Case study

Overcoming hospital supply room problems

One of our operations experts has used lean-thinking principles to overcome supply room problems at a small regional hospital. He has helped the remotely located hospital improve efficiency, cut waste and reduce costs.

Small hospital, big challenges

A 70-bed hospital in Pakistan was struggling to effectively manage its central supply room. Stock levels were too high, medicines and chemicals were expiring before they got used, and there were inefficient peaks and troughs in workload for the supply room. The result was wasted supplies and resources, capital that was tied up, and a large overtime bill.

Dr Simon Peter Nadeem is a Lecturer in Operations Management and Logistics and Supply Chain Management in our College of Business, Law and Social Sciences. He had worked at hospitals in Pakistan during the early part of his career, so was passionate about using his expertise to help.

“I wanted to apply my knowledge of lean thinking and modern inventory management principles to help this hospital,” he explains. “I knew that, if I could help it reduce its financial losses, better manage its supplies and streamline its processes, then it could continue providing the critical medical care that its patients so desperately needed.”

Taking stock

The hospital’s remote location was a key factor in its problems, making deliveries more difficult and vulnerable to disruption. To avoid running out of essentials and putting patient lives at risk, staff over-ordered supplies.

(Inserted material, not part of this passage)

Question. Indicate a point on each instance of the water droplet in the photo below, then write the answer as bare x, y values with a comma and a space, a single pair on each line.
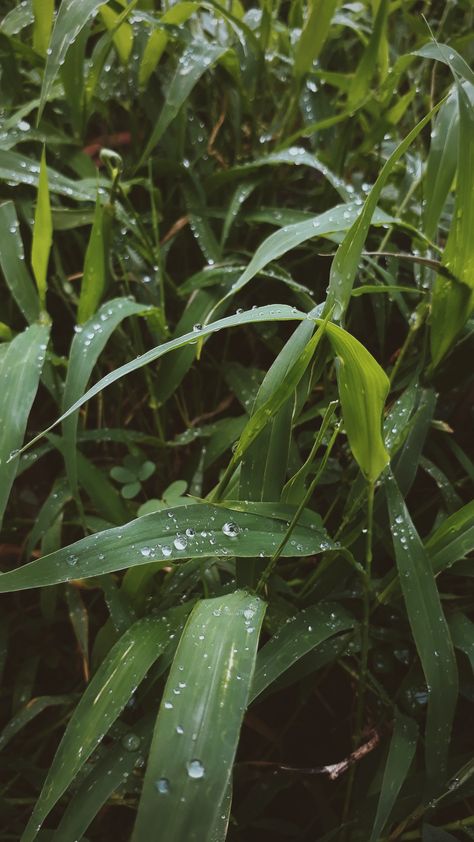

Dr Nadeem knew the solution to this would involve better inventory management combined with improved supply chain and procurement practices. He first conducted a ‘Gemba walk’ of the central supply room. This meant walking through the supply room, talking to employees and observing how processes operate in practice.

“The Gemba walk was a tool originally developed for lean manufacturing,” explains Dr Nadeem. “It helped remind managers about the importance of visiting the production floor and seeing how a specific operation is done. However, it’s now been adopted by many other industries for process improvement.”

Together, Dr Nadeem and the hospital staff then produced two process flow maps. One represented how things currently operated and the other represented a ‘future’ process to aspire to. He and the staff also conducted a detailed analysis of current and potential new suppliers as well as a thorough stock-take.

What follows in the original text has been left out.